Kimpton Group Holding, the parent company of Kimpton Hotel & Restaurant Group, the largest player in the boutique/lifestyle hotel segment, has announced it has closed its fourth institutional real estate fund and its third fund within the Kimpton Hospitality Partners series. KHP Fund III, L.P. (“KHP Fund III”), has $203 million in committed equity capital with the goal of acquiring more than $500 million worth of hotels over the next three years.
“The discretionary nature of our fund provides us a distinct advantage in acquiring properties because we are able to offer sellers and developers a quick and certain close, something that few others can match.”
Kimpton is the only branded hotel company with institutionally backed, fully discretionary, dedicated real estate investment funds for the acquisition and development of boutique hotels. The company’s first institutional fund, the $122 million Kimpton Development Opportunity Fund (“KDOF”), was established in 1997 and acquired/developed nine properties. Similar to KDOF, the three subsequent KHP Funds (the first of which closed in 2005) have been raised to acquire, develop and redevelop boutique/lifestyle hotel properties in select major metropolitan cities and resort areas across North America.
Today, Kimpton is a fully integrated hotel and restaurant company with its proprietary Kimpton brand, an experienced operations team, in-house development expertise and a national acquisitions team. In addition to its fund acquisitions, Kimpton provides management services to owners of boutique hotels throughout North America, with approximately three-quarters of its portfolio third-party owned.
“Raising capital for real estate investment has been more challenging than ever over the past few years, which is why we are especially proud to announce the close of this new fund,” said Kimpton CEO, Mike Depatie. “The discretionary nature of our fund provides us a distinct advantage in acquiring properties because we are able to offer sellers and developers a quick and certain close, something that few others can match.”

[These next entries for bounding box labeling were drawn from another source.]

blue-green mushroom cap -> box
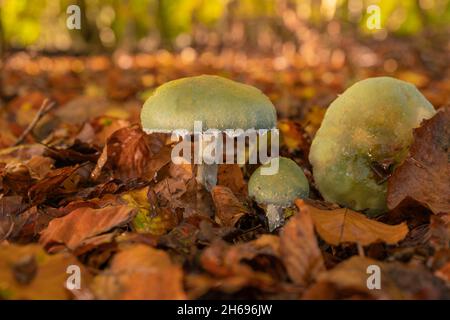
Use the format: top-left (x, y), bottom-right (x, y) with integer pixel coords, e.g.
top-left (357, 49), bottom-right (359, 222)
top-left (309, 77), bottom-right (435, 214)
top-left (248, 157), bottom-right (309, 207)
top-left (141, 75), bottom-right (276, 133)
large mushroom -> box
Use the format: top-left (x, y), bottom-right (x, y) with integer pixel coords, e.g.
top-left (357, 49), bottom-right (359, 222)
top-left (309, 77), bottom-right (436, 215)
top-left (141, 75), bottom-right (276, 191)
top-left (248, 157), bottom-right (309, 231)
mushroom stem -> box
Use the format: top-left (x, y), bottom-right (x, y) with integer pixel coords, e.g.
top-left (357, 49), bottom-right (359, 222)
top-left (196, 163), bottom-right (219, 191)
top-left (266, 204), bottom-right (284, 232)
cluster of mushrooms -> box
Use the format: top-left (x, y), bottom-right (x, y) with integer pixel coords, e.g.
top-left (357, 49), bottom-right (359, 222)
top-left (141, 75), bottom-right (435, 231)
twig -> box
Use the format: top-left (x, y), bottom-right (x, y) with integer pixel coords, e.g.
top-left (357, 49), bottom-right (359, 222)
top-left (13, 99), bottom-right (56, 146)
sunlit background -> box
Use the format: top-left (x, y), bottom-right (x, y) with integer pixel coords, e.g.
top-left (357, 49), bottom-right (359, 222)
top-left (0, 0), bottom-right (450, 140)
top-left (0, 0), bottom-right (450, 53)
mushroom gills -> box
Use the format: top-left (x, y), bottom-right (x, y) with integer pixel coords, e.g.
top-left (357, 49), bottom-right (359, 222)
top-left (266, 204), bottom-right (284, 232)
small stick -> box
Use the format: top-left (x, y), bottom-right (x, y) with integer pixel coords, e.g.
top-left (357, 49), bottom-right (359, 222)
top-left (13, 99), bottom-right (56, 146)
top-left (357, 243), bottom-right (366, 257)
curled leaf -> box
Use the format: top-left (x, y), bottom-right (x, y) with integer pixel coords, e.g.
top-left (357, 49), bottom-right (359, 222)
top-left (211, 186), bottom-right (248, 227)
top-left (39, 205), bottom-right (135, 250)
top-left (280, 210), bottom-right (325, 285)
top-left (295, 199), bottom-right (408, 246)
top-left (387, 107), bottom-right (450, 214)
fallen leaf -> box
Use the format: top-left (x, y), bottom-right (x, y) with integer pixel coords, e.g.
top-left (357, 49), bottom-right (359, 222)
top-left (302, 256), bottom-right (450, 300)
top-left (280, 210), bottom-right (325, 286)
top-left (211, 186), bottom-right (249, 227)
top-left (122, 187), bottom-right (180, 236)
top-left (200, 235), bottom-right (280, 291)
top-left (25, 156), bottom-right (55, 180)
top-left (39, 205), bottom-right (135, 250)
top-left (0, 196), bottom-right (26, 241)
top-left (92, 126), bottom-right (171, 181)
top-left (295, 199), bottom-right (408, 246)
top-left (217, 164), bottom-right (247, 197)
top-left (387, 107), bottom-right (450, 214)
top-left (28, 165), bottom-right (80, 204)
top-left (92, 244), bottom-right (186, 300)
top-left (0, 244), bottom-right (91, 300)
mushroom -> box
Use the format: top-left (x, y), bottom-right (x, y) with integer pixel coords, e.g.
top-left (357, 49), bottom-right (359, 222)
top-left (309, 77), bottom-right (435, 215)
top-left (248, 157), bottom-right (309, 231)
top-left (141, 75), bottom-right (276, 191)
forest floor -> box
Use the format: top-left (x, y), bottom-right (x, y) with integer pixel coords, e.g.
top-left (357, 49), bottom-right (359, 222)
top-left (0, 31), bottom-right (450, 299)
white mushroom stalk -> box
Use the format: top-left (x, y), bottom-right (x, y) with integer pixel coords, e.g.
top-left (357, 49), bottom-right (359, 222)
top-left (266, 203), bottom-right (284, 232)
top-left (248, 157), bottom-right (309, 232)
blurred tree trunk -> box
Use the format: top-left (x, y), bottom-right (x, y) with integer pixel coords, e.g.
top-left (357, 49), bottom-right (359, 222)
top-left (77, 0), bottom-right (105, 51)
top-left (156, 0), bottom-right (172, 50)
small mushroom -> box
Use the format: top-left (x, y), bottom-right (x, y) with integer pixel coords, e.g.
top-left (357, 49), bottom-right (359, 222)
top-left (248, 157), bottom-right (309, 231)
top-left (141, 75), bottom-right (276, 191)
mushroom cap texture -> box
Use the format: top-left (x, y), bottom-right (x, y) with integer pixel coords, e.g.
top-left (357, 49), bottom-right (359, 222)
top-left (309, 77), bottom-right (435, 214)
top-left (141, 75), bottom-right (276, 133)
top-left (248, 157), bottom-right (309, 207)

In line with the first two KHP funds, KHP Fund III will follow a multi-pronged strategy for making new investments:
- Acquire non-hotel buildings that can be converted to Kimpton hotels, including “adaptive reuse” projects, such as KHP II’s new Hotel Monaco Philadelphia that opened in October 2012 in the city’s historic Lafayette building, which was previously an office building.
- Acquire existing hotels that either fit the Kimpton model, such as the recently added Hotel Wilshire in Los Angeles (also a KHP II acquisition) or properties that are underutilized and where opportunities exist to reposition them as a Kimpton hotel, such as the Hotel Palomar in Washington, DC (formerly a Radisson).
- Build new boutique hotels in targeted urban and resort areas in North America.
Kimpton Expanding Footprint via Acquisition and Management Contracts
KHP Fund III has already acquired a property in Savannah Georgia – The Mulberry Inn, a 145-room hotel in downtown Savannah, located in an historic site that once housed a livery stable, a cotton warehouse and later a Coca-Cola bottling plant. The property was converted into a hotel in 1982. The Mulberry Inn is owned in a joint venture between KHP Fund II and KHP Fund III, and will undergo a major renovation in the latter half of 2013 to convert into a Kimpton hotel.
Savannah’s Mulberry Inn is just one in a series of new hotels Kimpton has opened or announced in the past year. Since January 2012, the company has added seven hotels to its roster, including acquisitions of the River Place Inn in Portland, the Canary Hotel in Santa Barbara, the Hotel Monaco Philadelphia and the Hotel Wilshire in Los Angeles, along with management contracts for Washington, D.C.’s Donovan House, the La Jolla Hotel and the Hotel Palomar Phoenix.
Kimpton also recently announced it has won the management contract for two upcoming new hotels in San Antonio and Milwaukee, marking the third Kimpton hotel in Texas and the latest in the brand’s longstanding history of adaptive reuse projects, and the first-ever Kimpton hotel in Milwaukee.
San Francisco-based Kimpton Hotels & Restaurants, a collection of boutique hotels and chef-driven restaurants in the US, is an acknowledged industry pioneer and was the first to bring the boutique hotel concept to America. In 1981 Bill Kimpton founded the company that today is well-known for making travelers feel welcomed and comfortable while away from home through authentic and unscripted customer care, stylish ambience and embodying a certain playfulness in its approach to programs and amenities. Adjacent to the hotels are locally-loved, top-rated, Kimpton restaurants. Kimpton leads the hospitality industry in ecological practices through its innovative EarthCare program that spans all hotels and restaurants. Market Metrix, a recognized authority and leader in feedback solutions, consistently ranks Kimpton above other hotel companies in luxury and upper upscale segments for customer satisfaction. Privately held Kimpton was recognized by Fortune Magazine as one of the 100 Best Companies to Work for in 2012. The company operates 58 hotels and 67 restaurants, bars and lounges in 24 cities.